Bordeaux
190 km
Friday 23 July
This stage through the pine-woods of Les Landes will be run on the day after the Tourmalet, following the Tour’s centenary celebrations of its first foray into the Pyrenees, and before the time-trial test. Bordeaux, which will receive the Tour for the 80th time – the highest record after Paris – should see flatland specialists living up to tradition and showing off their skills at this sprinters’ finish by the river in Quinconces Square.
• Once a stage town
• Population: 5,000
• County town of Pyrénées-Atlantiques canton (64)
A thermal spa, city of salt, laboured for more than 3,500 years, Salies-de-Béarn has not been visited by the Tour since 1939. That year, it was world title holder, Marcel Kint, who triumphed in this picturesque little town with its sloping roofs. The Belgian rider clinched the fifth of his six Tour stage wins here. The Black Eagle, as he was called, went on to win Paris-Roubaix and Gand-Wevelgem and was a triple winner of the Flèche Wallonne. He also formed a remarkable duo with Rik Van Steenbergen in the Six Jours race.
• 79 times a stage town
• Population: 236,000
• Capital of the Aquitaine Region and Prefecture of Gironde (33)
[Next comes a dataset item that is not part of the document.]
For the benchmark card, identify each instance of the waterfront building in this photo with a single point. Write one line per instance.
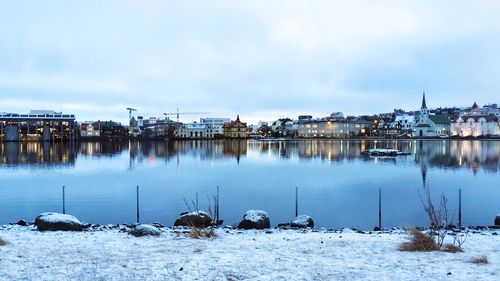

Bordeaux is the most visited city on the Tour, after Paris, and race sprinters, who have often won here during the 79 stage finishes hosted here since 1903, will be content. Van Looy, Darrigade, Godefroot, Maertens, Van Poppel and Zabel: the finest specialists have triumphed at the Lescure Velodrome or on the banks of the river. Evidently, in 2010, British and American fans will be hoping to see Mark Cavendish or Tyler Farrar follow in the footsteps of Barry Hoban and Davis Phinney, the only British and American riders to have won in Bordeaux.